SECRETARY CLINTON: Good morning, and it is such a pleasure for me once again to have a chance to consult with a friend and a colleague. The foreign minister and I always have more to talk about than we have time to do it. Before discussing our meeting, I want to say a few comments about the situation in Cote D’Ivoire.
Former President Gbagbo is now in the custody of President Ouattara’s government. This transition sends a strong signal to dictators and tyrants throughout the region and around the world: They may not disregard the voice of their own people in free and fair elections, and there will be consequences for those who cling to power.
We commend the United States1, the government and people of France, and other members of the international community who have worked diligently to ensure the safety and security of the Ivoirian people throughout this crisis. We also call upon all Ivoirians to remain calm and contribute to building a peaceful future for their country.

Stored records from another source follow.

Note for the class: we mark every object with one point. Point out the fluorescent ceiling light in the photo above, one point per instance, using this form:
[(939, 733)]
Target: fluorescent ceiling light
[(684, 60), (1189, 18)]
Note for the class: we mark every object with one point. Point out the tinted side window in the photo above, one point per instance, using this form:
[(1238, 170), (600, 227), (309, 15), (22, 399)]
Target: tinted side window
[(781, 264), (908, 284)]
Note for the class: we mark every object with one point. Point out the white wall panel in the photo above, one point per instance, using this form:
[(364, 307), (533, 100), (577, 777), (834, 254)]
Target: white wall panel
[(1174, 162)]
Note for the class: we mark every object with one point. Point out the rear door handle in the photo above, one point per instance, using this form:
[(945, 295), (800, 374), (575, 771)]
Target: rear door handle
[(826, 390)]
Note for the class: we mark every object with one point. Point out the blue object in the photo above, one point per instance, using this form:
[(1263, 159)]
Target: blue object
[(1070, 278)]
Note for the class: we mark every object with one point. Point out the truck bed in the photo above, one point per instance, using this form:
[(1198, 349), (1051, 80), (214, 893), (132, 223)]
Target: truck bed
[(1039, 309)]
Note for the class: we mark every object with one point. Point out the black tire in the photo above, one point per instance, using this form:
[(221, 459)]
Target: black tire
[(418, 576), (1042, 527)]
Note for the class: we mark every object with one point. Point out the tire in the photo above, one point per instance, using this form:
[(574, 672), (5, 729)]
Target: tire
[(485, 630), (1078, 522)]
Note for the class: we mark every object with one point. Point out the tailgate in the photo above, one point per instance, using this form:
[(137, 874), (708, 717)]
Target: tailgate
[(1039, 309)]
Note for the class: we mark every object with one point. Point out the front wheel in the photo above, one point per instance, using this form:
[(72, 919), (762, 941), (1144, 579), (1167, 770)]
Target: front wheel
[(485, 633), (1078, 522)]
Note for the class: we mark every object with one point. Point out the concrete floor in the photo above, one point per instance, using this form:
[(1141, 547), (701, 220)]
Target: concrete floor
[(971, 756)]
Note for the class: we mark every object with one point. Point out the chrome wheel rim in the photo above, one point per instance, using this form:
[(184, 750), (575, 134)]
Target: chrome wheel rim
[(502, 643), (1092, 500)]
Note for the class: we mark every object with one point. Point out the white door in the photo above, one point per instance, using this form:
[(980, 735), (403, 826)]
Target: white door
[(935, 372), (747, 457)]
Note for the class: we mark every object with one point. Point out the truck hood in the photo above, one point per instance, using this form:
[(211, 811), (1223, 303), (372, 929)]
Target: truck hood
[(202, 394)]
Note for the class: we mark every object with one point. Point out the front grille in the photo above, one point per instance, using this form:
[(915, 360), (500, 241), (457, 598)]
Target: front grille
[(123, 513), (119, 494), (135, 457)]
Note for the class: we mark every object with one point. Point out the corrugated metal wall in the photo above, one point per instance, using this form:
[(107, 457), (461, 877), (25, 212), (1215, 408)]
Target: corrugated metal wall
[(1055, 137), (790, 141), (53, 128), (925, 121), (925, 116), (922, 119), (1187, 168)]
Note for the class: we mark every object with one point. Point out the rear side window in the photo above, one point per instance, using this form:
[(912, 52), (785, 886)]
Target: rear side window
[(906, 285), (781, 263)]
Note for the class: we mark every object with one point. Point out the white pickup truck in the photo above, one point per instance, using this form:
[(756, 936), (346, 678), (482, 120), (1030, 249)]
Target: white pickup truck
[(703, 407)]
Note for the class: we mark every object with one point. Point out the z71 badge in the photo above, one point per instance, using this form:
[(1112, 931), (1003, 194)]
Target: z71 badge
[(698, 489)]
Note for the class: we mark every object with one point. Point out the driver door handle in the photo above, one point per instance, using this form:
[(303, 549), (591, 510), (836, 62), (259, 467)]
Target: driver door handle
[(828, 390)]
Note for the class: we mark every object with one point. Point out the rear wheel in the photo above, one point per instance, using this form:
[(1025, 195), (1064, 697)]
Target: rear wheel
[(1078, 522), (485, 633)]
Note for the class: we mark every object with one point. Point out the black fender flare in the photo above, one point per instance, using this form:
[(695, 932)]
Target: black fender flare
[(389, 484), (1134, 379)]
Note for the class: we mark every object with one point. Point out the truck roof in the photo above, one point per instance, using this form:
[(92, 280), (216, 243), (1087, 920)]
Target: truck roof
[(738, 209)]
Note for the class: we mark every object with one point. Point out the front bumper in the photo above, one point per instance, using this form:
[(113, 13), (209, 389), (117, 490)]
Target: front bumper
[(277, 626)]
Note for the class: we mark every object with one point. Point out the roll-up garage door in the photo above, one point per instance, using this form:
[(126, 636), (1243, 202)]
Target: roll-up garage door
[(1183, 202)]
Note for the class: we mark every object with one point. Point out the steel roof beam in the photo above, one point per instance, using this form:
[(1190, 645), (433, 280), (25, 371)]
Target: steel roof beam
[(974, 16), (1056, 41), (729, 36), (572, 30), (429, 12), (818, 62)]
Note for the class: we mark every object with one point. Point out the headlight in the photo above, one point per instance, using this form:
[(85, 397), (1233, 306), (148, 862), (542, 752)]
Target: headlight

Now the hard work begins. We look forward to working with President Ouattara as he implements his plan for reconciliation, economic development, and recovery.
And I am delighted to be joined here today with Foreign Minister Stubb, who has been gracious enough to come to Washington for important consultations. Our countries have an excellent relationship and a longstanding partnership forged by democratic principles, a common understanding of our international responsibilities, and friendly cooperation. We are working together for peace, progress, and prosperity around the world, whether it be in Afghanistan, the Middle East, North Africa, the Balkans, or anywhere else.
I thanked the minister for his vision, drive, and tireless work to strengthen the transatlantic relationship between the United States and Europe. We agreed that the partnership between the United States and the European Union must remain at the heart of our joint foreign policy efforts. We discussed the developments in the Middle East and North Africa, and I appreciated greatly Finland’s commitment to democratic transitions and humanitarian assistance as these people throughout the region seek a better future.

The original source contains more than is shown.